É difícil encontrar racionalidade nas atitudes do presidente, embora em geral ele busque tirar o corpo fora de decisões impopulares como a dos combustíveis - “eu não mando nada na Petrobras”, disse - ou favorecer algum grupo específico que o apoie. Bolsonaro afirmou que a estatal “não é a que ele gostaria”, que todos são demissíveis, mas jamais chegou a dizer que pretendia mudar a política de preços da empresa. Além das turbulência fiscais, políticas e financeiras que tal decisão provocasse, o colocaria diante da enrascada de elaborar um outro esquema de reajuste que parasse em pé.

A mais recente bronca do presidente é que Silva e Luna não atendeu ao pedido de que esperasse mais um dia para anunciar os reajustes, até que o Congresso votasse neste prazo duas propostas que modificam em parte ou no todo os impactos dos combustíveis, como ocorreu. De fato, um dia não faria a menor diferença, muito menos para o governo.

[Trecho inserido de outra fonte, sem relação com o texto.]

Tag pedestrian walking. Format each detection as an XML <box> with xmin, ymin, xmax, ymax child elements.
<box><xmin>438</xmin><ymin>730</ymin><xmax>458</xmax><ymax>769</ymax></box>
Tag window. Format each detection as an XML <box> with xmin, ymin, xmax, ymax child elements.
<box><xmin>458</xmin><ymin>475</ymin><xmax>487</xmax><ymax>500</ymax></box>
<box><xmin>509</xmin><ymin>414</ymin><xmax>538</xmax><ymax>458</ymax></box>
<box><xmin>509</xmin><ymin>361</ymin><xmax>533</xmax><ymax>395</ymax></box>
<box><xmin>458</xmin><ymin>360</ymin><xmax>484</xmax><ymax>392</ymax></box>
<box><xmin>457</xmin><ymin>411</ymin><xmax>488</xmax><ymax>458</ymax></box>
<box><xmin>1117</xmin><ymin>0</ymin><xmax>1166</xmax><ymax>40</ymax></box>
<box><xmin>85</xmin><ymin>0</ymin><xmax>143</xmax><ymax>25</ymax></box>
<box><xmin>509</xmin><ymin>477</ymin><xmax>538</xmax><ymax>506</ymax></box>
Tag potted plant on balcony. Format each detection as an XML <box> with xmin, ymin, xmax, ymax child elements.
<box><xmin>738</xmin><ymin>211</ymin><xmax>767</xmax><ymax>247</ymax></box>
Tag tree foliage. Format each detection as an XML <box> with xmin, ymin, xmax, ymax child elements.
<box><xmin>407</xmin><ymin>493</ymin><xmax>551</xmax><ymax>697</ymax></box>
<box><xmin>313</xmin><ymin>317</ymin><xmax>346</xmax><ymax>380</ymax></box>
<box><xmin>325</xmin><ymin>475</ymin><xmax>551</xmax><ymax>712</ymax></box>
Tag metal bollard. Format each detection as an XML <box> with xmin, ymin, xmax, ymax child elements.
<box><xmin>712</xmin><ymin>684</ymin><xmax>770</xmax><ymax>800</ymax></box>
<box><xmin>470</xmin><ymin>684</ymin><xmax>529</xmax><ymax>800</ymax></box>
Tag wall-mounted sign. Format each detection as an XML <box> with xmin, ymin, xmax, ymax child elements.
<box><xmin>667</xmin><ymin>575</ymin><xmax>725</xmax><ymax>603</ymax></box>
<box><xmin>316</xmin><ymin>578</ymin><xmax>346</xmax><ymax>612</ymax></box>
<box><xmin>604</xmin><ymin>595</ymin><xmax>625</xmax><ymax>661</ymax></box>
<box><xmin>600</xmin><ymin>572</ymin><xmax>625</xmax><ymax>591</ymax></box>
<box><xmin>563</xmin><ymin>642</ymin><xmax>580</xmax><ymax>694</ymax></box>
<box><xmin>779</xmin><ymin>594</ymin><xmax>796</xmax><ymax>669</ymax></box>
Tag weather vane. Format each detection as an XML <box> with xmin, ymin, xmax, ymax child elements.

O projeto que teve apoio do Planalto muda a política de cálculo da incidência do ICMS estadual e retira impostos federais sobre diesel (depois foram incluídos gás de cozinha, biocombustível e querosene de aviação), mas deixa intacta a fórmula de preços da Petrobras. O projeto que de fato muda a política de preços da estatal, em certo sentido na linha do que o PT prega, foi aprovado no Senado, mas o governo é contra e o presidente da Câmara, Arthur Lira, tem restrições a ele, sinal de que morrerá em alguma gaveta perdida de alguma comissão. O presidente que agora queima o titular da estatal por não esperar nenhum dia levou 1.168 dias de seu mandato até agora praguejando contra reajustes de combustíveis sem apresentar qualquer coisa de aproveitável sobre o assunto.

Bolsonaro vê a Petrobras como viu o Ministério da Saúde, como uma repartição do seu governo, onde deve prevalecer sua vontade, ainda que ela seja intermitente e errática. E quando o presidente propõe algo, é um problema - em geral a proposta tem viés eleitoral ou será paga com o dinheiro dos contribuintes. Após retirar os impostos federais do diesel, ele quer fazer a mesma coisa com a gasolina, a um custo bem mais elevado que os R$ 13 bilhões na desoneração aprovada no Congresso, segundo cálculos da Instituição Fiscal Independente do Senado.

A IFI estimou que apenas com as atitudes tomadas após a invasão da Ucrânia o déficit público subirá R$ 32 bilhões no ano, de R$ 76,2 bilhões para R$ 108,1 bilhões. Para além da fritura de Silva e Luna, o Planalto segue em modo eleitoral e deve se desviar mais ainda do teto de gastos.

Há no governo simpatia a um aumento do vale gás para os participantes do Auxílio Brasil, o mal formulado programa que substituiu o Bolsa Família com R$ 50 bilhões a mais de gastos. O Planalto insinuou que quer subsídio de 100% do preço do gás de cozinha e não mais 50%. Outros neófitos em programas sociais pretendem introduzir o empréstimo consignado no Auxílio Brasil, cuja finalidade é fornecer uma renda mínima para garantir a sobrevivência de famílias retiradas da linha de pobreza. O auxílio de R$ 400 vai até o fim do ano e o tomador do consignado poderá se ver sem a renda anterior para pagar o que deve. A campanha eleitoral está mal começando.